I would hear many stories of families not getting together for their long-standing Sunday dinners, or grandchildren not allowed to connect with their grandparents/kupuna.  The signature Hawaiian gesture of aloha, “the hug,” has been shelved, shifting to a more sterile fist bump or air five.
The most heart wrenching stories were about loved ones who were in care facilities or nursing homes, isolated from the very loved ones who visited them consistently for years.  It is no surprise that there was a steep rise in mental illnesses, such as depression and anxiety, that resulted from the lock downs and mandated social disconnecting.  With the continued pressure to still maintain the six feet distancing, and use of face masks, even after being vaccinated by the experimental COVID-19 vaccine, is a little disconcerting.
So, what can you do to address the feeling of loneliness when you feel the need to keep others safe by physically isolating?
First, is learn how to be okay with being in solitude by reframing your mental thoughts.  When you are alone, focus on yourself, your needs, and identify what brings you joy.  The precious alone time you spend redefining what is important to you – your family, friends, loved ones, job – and what brings your life purpose, is crucial in creating an amazing 2021.  Challenges and unexpected changes will be the new norm as we embark in a vastly unpredictable world due to the emergence of COVID-19.
Second, is that the more you can establish a solid relationship with yourself  (aka your best friend), and your body, the easier you can navigate your life.  Be pro-active in choosing how you want to live your life in lieu of the restrictions and mandates.
Start taking time to pause every so often to check in on how your body feels.  Does it feel tense when you have some deadline looming or when you read the newspaper or watch the news?  Recognize what brings your body into a state of ease and allows you to breathe deeply and calmly.  The more time you spend connecting and learning the subtle nuances of your body’s response to stress, as well as things that make you feel happy, the more confident you will be in dealing with whatever challenges come your way.

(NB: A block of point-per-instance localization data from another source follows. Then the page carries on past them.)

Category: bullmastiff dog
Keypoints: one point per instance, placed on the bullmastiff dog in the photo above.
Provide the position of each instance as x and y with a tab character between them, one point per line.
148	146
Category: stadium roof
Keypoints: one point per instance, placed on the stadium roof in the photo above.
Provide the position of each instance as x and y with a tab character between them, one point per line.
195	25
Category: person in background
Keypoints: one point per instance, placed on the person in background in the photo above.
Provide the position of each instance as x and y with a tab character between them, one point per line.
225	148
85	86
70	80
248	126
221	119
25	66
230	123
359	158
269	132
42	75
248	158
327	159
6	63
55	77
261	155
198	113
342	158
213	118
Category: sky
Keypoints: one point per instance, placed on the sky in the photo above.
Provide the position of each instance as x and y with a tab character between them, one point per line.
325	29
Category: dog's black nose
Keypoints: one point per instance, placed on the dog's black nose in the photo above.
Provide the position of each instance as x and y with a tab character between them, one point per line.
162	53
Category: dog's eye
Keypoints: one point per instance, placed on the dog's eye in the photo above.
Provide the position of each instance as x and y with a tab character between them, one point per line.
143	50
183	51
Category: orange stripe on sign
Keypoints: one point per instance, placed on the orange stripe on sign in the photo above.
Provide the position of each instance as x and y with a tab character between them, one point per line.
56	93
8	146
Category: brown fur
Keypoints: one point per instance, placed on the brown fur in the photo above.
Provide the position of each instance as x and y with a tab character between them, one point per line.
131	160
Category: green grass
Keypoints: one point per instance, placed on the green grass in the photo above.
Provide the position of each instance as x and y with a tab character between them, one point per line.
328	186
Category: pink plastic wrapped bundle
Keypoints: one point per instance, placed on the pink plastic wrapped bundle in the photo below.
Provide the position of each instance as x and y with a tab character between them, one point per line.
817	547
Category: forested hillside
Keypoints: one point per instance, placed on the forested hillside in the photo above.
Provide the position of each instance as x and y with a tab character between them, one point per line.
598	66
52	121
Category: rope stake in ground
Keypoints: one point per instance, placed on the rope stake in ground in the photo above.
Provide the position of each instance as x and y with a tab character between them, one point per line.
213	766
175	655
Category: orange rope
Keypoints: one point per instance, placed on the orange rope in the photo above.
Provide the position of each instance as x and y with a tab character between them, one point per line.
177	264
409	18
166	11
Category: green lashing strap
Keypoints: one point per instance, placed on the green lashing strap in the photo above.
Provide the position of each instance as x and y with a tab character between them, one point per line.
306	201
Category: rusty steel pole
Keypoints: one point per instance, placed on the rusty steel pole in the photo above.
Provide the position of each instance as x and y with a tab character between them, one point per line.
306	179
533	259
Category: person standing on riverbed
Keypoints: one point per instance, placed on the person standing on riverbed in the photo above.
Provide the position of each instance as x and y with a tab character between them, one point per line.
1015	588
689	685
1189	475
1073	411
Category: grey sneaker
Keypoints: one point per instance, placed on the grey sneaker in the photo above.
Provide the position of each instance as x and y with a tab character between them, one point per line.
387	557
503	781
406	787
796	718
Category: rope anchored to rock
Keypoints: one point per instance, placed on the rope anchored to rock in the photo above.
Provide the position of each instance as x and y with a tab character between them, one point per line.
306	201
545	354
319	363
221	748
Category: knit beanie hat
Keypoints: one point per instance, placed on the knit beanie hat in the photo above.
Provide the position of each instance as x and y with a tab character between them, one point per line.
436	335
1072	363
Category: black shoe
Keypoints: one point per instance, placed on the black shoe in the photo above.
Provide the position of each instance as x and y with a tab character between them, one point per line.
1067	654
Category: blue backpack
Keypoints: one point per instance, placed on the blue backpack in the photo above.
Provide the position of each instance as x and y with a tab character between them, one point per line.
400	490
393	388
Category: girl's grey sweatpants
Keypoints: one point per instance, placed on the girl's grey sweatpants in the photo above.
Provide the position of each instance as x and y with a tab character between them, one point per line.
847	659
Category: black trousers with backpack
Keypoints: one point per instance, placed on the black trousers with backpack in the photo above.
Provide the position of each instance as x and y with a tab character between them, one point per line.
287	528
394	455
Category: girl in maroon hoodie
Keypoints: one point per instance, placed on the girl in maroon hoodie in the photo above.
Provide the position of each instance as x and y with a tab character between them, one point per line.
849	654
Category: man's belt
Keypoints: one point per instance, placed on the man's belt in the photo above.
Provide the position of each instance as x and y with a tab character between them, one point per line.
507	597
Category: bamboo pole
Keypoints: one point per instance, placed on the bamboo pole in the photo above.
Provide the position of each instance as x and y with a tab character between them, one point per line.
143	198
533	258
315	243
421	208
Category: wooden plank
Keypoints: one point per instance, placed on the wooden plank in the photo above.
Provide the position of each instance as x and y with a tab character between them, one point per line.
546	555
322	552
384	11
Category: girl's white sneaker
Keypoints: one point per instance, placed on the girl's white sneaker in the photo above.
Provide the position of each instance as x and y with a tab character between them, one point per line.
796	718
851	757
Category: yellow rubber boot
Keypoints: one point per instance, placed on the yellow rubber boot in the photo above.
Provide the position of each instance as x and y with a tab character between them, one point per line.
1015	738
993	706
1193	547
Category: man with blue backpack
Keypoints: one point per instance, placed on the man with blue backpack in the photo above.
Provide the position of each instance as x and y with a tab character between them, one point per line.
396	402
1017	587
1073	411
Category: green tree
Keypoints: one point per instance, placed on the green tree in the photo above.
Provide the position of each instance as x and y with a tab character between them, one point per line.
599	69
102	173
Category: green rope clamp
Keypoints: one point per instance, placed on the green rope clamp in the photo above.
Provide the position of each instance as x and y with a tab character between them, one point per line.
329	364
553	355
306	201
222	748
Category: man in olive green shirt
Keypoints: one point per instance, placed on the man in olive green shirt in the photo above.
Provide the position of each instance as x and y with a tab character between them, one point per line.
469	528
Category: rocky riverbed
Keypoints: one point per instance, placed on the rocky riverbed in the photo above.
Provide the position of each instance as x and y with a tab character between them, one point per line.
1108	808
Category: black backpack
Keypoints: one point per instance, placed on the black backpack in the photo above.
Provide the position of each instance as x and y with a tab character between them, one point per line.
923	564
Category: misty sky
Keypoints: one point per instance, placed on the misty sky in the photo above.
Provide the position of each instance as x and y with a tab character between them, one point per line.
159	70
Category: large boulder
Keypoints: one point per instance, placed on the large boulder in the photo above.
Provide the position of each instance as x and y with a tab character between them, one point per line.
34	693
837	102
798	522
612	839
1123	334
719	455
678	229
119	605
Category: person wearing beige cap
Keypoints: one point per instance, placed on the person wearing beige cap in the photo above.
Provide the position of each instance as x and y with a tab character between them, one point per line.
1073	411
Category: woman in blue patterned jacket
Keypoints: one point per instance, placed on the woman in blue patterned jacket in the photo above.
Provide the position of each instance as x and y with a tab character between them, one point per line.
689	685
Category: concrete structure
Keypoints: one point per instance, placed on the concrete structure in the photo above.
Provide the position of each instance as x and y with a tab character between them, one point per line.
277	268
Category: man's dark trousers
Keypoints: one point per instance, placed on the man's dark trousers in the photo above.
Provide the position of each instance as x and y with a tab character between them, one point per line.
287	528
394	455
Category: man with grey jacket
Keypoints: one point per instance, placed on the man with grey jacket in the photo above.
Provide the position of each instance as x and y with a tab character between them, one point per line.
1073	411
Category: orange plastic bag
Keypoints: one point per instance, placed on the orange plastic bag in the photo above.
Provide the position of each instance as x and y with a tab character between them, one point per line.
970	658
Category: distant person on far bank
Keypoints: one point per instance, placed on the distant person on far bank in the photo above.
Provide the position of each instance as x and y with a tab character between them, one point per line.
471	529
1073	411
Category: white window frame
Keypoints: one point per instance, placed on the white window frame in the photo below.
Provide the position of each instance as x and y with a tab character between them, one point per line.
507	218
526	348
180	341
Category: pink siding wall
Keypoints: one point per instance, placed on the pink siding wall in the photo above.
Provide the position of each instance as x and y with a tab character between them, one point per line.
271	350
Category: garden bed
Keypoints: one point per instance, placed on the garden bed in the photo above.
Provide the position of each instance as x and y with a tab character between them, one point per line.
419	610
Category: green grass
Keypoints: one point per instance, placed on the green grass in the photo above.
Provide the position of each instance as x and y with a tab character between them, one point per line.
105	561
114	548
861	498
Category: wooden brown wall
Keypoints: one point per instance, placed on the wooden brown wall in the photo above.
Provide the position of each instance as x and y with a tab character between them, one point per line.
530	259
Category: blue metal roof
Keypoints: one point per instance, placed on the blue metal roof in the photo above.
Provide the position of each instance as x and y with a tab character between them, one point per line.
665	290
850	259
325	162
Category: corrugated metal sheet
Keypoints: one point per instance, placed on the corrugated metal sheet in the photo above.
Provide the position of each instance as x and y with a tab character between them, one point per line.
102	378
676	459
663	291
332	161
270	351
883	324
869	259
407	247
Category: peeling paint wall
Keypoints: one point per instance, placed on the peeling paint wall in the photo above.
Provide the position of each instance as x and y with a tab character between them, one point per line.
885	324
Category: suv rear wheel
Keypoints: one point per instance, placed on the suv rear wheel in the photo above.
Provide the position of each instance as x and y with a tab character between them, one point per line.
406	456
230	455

Third, is to start paying attention to when you read or hear something and it causes a strong emotional response such as anger, sadness, anxiousness, or fear.  It usually indicates a subliminal trigger hidden in the message.
I have recently observed that whenever I read or hear something on social media, the radio, or newspaper, and I find myself agitated or angered, and that is my red flag to pause.  I use this opportunity to take a closer look at what the media is prompting me to feel, and then I can make a clearer choice of how I want to act and be.  By keeping neutral in your emotional state you will be able to make choices guided by your intuition versus a gut instinct.
Remember that you have the power to think critically and make a choice.  Either you can knee-jerk react, or you can feel, and then act consciously.  You cannot control the external environment, but you can control your internal environment.  Use being alone to establish a solid relationship with yourself, and from that position you can create better relationships with a partner, family, friends, and then the greater community.  We are all in this together so regardless of your Valentine’s status, choose connection versus social isolation.
Know yourself so that you can bless yourself.